Many people come to our clinic because of nerve pain. Nerve pain can take many different forms. Perhaps the most common descriptors for nerve pain include numbness, tingling, pins and needles, and achy dull pain. Acute nerve pain can often be very sharp and electric though, as seen with a sensitive nerve in the mouth or with sciatic pain.
The nervous system can be described as having two parts; the central nervous system and the peripheral nervous system. Most people come to a chiropractic and physiotherapy clinic for conditions affecting the peripheral nervous system. The peripheral nervous system includes any nerve structures outside of the brain and spinal cord. Examples of conditions affecting peripheral nerves include spinal stenosis (lateral stenosis), lumbar disc herniation, cervical disc herniation (slipped discs), carpal tunnel syndrome, piriformis syndrome and thoracic outlet syndrome. In simple terms, peripheral nerve conditions involve entrapment or irritation of a nerve after it has left the spinal cord.

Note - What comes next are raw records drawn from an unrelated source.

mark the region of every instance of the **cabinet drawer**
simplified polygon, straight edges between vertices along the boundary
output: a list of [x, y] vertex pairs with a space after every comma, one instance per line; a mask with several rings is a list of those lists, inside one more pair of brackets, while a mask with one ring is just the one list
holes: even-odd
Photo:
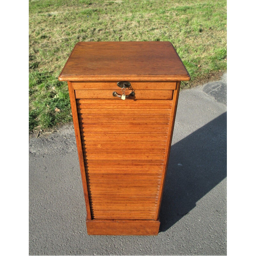
[[[118, 100], [121, 99], [113, 96], [113, 92], [122, 95], [121, 90], [75, 90], [76, 99], [97, 99], [98, 100]], [[135, 95], [130, 97], [126, 100], [172, 100], [173, 91], [172, 90], [133, 90], [127, 89], [125, 94], [127, 95], [133, 91]]]
[[[114, 90], [119, 89], [118, 81], [108, 82], [72, 82], [74, 90]], [[175, 90], [177, 88], [176, 82], [133, 82], [129, 81], [133, 90]]]

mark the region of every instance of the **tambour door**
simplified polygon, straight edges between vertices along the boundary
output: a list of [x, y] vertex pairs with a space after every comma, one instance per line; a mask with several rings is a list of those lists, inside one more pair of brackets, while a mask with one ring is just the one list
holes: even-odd
[[89, 99], [82, 91], [74, 94], [92, 219], [157, 220], [172, 100]]

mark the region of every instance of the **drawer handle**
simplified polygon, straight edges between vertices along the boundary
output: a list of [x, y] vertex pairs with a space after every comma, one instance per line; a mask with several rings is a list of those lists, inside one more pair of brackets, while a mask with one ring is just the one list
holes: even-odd
[[[122, 97], [122, 94], [118, 93], [116, 92], [113, 92], [112, 94], [114, 97], [118, 97], [119, 98], [121, 98]], [[135, 96], [135, 93], [134, 92], [132, 92], [130, 94], [125, 95], [125, 99], [130, 97], [133, 97], [134, 96]]]

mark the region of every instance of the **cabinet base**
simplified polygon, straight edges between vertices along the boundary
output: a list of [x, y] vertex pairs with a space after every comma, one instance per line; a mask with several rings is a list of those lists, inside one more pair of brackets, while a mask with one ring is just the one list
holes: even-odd
[[86, 220], [87, 233], [89, 235], [156, 236], [160, 222], [149, 220]]

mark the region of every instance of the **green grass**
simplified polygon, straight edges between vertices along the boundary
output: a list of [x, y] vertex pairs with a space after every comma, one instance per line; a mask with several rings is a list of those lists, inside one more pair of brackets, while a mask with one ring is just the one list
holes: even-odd
[[29, 13], [30, 131], [71, 120], [58, 77], [79, 41], [169, 41], [191, 76], [182, 88], [227, 69], [226, 1], [34, 0]]

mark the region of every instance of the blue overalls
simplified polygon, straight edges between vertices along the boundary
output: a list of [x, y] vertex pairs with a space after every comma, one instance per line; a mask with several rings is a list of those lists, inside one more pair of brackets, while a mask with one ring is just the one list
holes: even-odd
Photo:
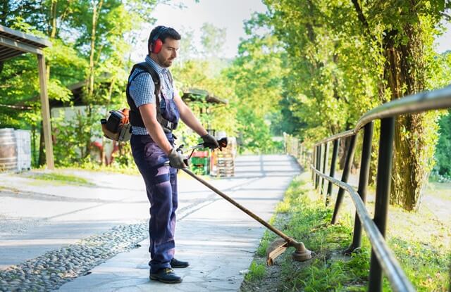
[[[161, 91], [160, 110], [169, 122], [178, 123], [180, 113], [173, 99], [167, 99]], [[172, 132], [166, 133], [174, 146]], [[135, 162], [146, 184], [147, 198], [150, 202], [149, 238], [151, 272], [171, 267], [174, 256], [174, 231], [175, 210], [178, 206], [176, 168], [165, 166], [168, 156], [151, 138], [150, 135], [132, 135], [130, 139]]]

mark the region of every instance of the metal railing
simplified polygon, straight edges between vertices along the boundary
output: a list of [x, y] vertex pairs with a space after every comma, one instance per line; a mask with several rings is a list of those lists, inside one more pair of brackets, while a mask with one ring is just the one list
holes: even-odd
[[[399, 115], [421, 113], [430, 110], [451, 108], [451, 86], [421, 94], [404, 97], [378, 106], [365, 113], [357, 122], [355, 127], [346, 132], [331, 136], [314, 145], [312, 161], [312, 180], [315, 189], [320, 188], [323, 193], [324, 182], [328, 181], [326, 193], [326, 204], [332, 194], [333, 184], [340, 189], [332, 216], [332, 224], [337, 222], [338, 210], [345, 191], [347, 191], [356, 208], [352, 243], [347, 250], [351, 253], [360, 248], [362, 227], [366, 232], [371, 244], [369, 284], [368, 291], [382, 291], [383, 272], [388, 279], [392, 288], [395, 291], [414, 291], [412, 284], [406, 277], [390, 248], [385, 241], [387, 226], [387, 213], [390, 191], [390, 176], [395, 133], [395, 118]], [[368, 186], [369, 166], [371, 153], [371, 141], [373, 121], [381, 120], [381, 132], [376, 173], [376, 202], [374, 217], [371, 219], [365, 207]], [[364, 129], [362, 160], [359, 174], [359, 186], [356, 191], [347, 184], [351, 166], [356, 148], [356, 138]], [[335, 169], [338, 153], [340, 139], [349, 137], [350, 145], [341, 180], [335, 179]], [[328, 175], [326, 169], [328, 161], [329, 143], [333, 142], [332, 159]], [[320, 179], [322, 180], [320, 182]]]

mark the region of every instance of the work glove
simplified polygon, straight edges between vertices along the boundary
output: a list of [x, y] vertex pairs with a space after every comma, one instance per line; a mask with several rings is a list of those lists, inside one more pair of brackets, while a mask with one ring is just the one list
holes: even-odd
[[187, 165], [185, 163], [186, 158], [183, 156], [181, 152], [177, 151], [175, 148], [173, 148], [168, 154], [169, 158], [169, 165], [175, 168], [185, 168]]
[[214, 137], [211, 134], [207, 134], [206, 135], [201, 137], [201, 138], [202, 138], [202, 140], [204, 140], [204, 147], [208, 147], [211, 150], [216, 149], [216, 148], [219, 148], [219, 144], [218, 144], [218, 141], [216, 141], [215, 137]]

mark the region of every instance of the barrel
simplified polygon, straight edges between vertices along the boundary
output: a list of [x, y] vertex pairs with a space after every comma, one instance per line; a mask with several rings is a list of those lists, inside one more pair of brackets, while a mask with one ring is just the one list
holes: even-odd
[[0, 171], [17, 170], [17, 144], [14, 129], [0, 129]]

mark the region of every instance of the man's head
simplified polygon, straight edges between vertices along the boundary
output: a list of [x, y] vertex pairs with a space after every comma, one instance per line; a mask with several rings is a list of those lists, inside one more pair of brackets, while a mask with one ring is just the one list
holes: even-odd
[[172, 27], [159, 25], [150, 32], [147, 48], [149, 56], [161, 67], [169, 67], [177, 57], [180, 34]]

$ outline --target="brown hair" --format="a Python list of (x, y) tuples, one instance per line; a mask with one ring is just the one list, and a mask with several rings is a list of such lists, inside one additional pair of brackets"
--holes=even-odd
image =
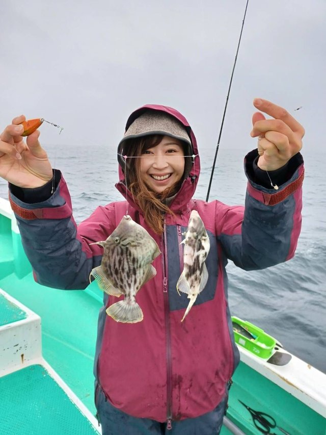
[[(126, 154), (130, 157), (141, 157), (147, 149), (158, 145), (162, 137), (162, 135), (149, 135), (128, 139), (126, 141)], [(156, 193), (151, 190), (142, 180), (141, 164), (140, 158), (127, 159), (126, 176), (124, 173), (125, 167), (122, 166), (125, 180), (147, 224), (156, 233), (161, 234), (164, 231), (164, 215), (166, 213), (173, 215), (173, 212), (164, 201), (177, 191), (181, 181), (161, 193)]]

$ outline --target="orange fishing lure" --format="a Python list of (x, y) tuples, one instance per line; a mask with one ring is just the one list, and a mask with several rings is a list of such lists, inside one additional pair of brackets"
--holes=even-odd
[(37, 118), (36, 119), (29, 119), (28, 121), (24, 121), (21, 123), (24, 127), (24, 131), (21, 135), (22, 136), (28, 136), (35, 132), (40, 125), (43, 123), (44, 120), (43, 118)]
[(47, 121), (46, 119), (44, 119), (44, 118), (37, 118), (36, 119), (29, 119), (28, 121), (24, 121), (21, 123), (21, 125), (22, 125), (24, 127), (24, 131), (21, 136), (29, 136), (30, 134), (33, 133), (33, 132), (35, 132), (35, 130), (37, 130), (40, 125), (41, 125), (42, 124), (43, 124), (44, 121), (45, 122), (47, 122), (48, 124), (51, 124), (51, 125), (53, 125), (55, 127), (58, 127), (58, 129), (60, 129), (60, 131), (59, 132), (59, 134), (60, 134), (61, 132), (63, 130), (63, 128), (62, 127), (60, 127), (60, 125), (57, 125), (57, 124), (54, 124), (53, 122), (50, 122), (49, 121)]

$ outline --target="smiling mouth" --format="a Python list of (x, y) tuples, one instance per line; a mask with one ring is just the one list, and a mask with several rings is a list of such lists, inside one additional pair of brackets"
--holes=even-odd
[(157, 181), (161, 181), (162, 180), (167, 180), (168, 178), (172, 175), (172, 174), (168, 174), (167, 175), (161, 175), (159, 176), (158, 175), (153, 175), (151, 174), (151, 176), (152, 178), (153, 178), (154, 180), (157, 180)]

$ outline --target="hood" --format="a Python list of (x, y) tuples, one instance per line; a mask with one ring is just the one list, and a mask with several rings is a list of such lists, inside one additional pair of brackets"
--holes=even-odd
[[(198, 155), (197, 143), (196, 138), (194, 132), (189, 125), (189, 123), (183, 115), (172, 107), (169, 107), (166, 106), (160, 106), (159, 105), (145, 105), (133, 112), (127, 121), (125, 131), (126, 132), (128, 130), (135, 119), (145, 112), (147, 112), (149, 110), (162, 112), (175, 118), (184, 127), (191, 141), (193, 148), (192, 154), (196, 156), (194, 159), (195, 163), (193, 163), (191, 164), (191, 168), (189, 173), (186, 178), (184, 180), (179, 191), (175, 195), (170, 205), (170, 209), (174, 212), (177, 213), (178, 211), (181, 212), (184, 210), (185, 209), (187, 208), (188, 203), (195, 193), (198, 182), (198, 177), (200, 172), (200, 161), (199, 156)], [(120, 152), (121, 143), (121, 142), (120, 142), (118, 146), (118, 153), (120, 153)], [(192, 159), (192, 160), (193, 160)], [(119, 162), (119, 176), (120, 181), (116, 185), (116, 187), (131, 205), (139, 209), (137, 204), (134, 204), (130, 192), (128, 191), (127, 192), (126, 192), (126, 187), (124, 185), (124, 176), (121, 166), (121, 158), (119, 158), (119, 156), (118, 161)], [(126, 197), (127, 195), (128, 197)]]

Since the central nervous system involves the brain and spinal cord, an injury to those specific areas would obviously be considered more serious than injuries to the peripheral nervous system. Examples of central nervous system injuries include meningitis, spinal cord injury, severe central stenosis, and stroke. Central sensitization is a concept that has gained a lot of attention in recent years. It refers to how our central nervous system (the brain and spinal cord) adapts and changes in response to chronic pain. The plasticity of the nervous system allows central sensitization in which the brain and spinal cord process pain stimuli in new ways after being repeatedly stimulated. A thorough explanation of the neurology behind central sensitization is beyond the scope of this blog; however, the general concept is important.
Under certain circumstances, the central nervous system can become “sensitized.” From that point forward it may “too easily” send pain signals even when the original stimulus isn’t as strong. For example, an injury to our arm might cause the brain and other processing stations in our spinal cord to misunderstand the pain signal from the arm. What can result is a constant pain message up to the brain and a constant pain message “from” the brain so that the patient is constantly in pain, regardless of what is still happening at the site of injury (the arm). What does this mean? For some conditions, the treatment shouldn’t be just aimed at the actual site of injury but rather stimulation of the brain and spinal cord in a way that interrupts and changes the constant focus of pain. Treatment for central sensitization is quite complex. Obviously, an accurate diagnosis is key (as with any condition) both to the peripheral injury and the sensitization occurring in the central nervous system.
There are various strategies for treating central sensitization. These include but are certainly not limited to cognitive behavioural therapy, medication, and exercise. Some recent research has suggested a new paradigm for treating various injuries in those with central sensitization, suggesting that stimulating the central nervous system through spinal manipulation may have a positive effect on chronic pain. Further research is obviously needed, but it’s an exciting thought for patients and practitioners. Perhaps for some conditions, the approach to treatment should include looking past the actual site of injury and focusing on the central nervous system!
Zafereo JA & Deschenes BK. The role of spinal manipulation in modifying central sensitization. Journal of Applied Biobehavioral Research 2015; 20: 84-99.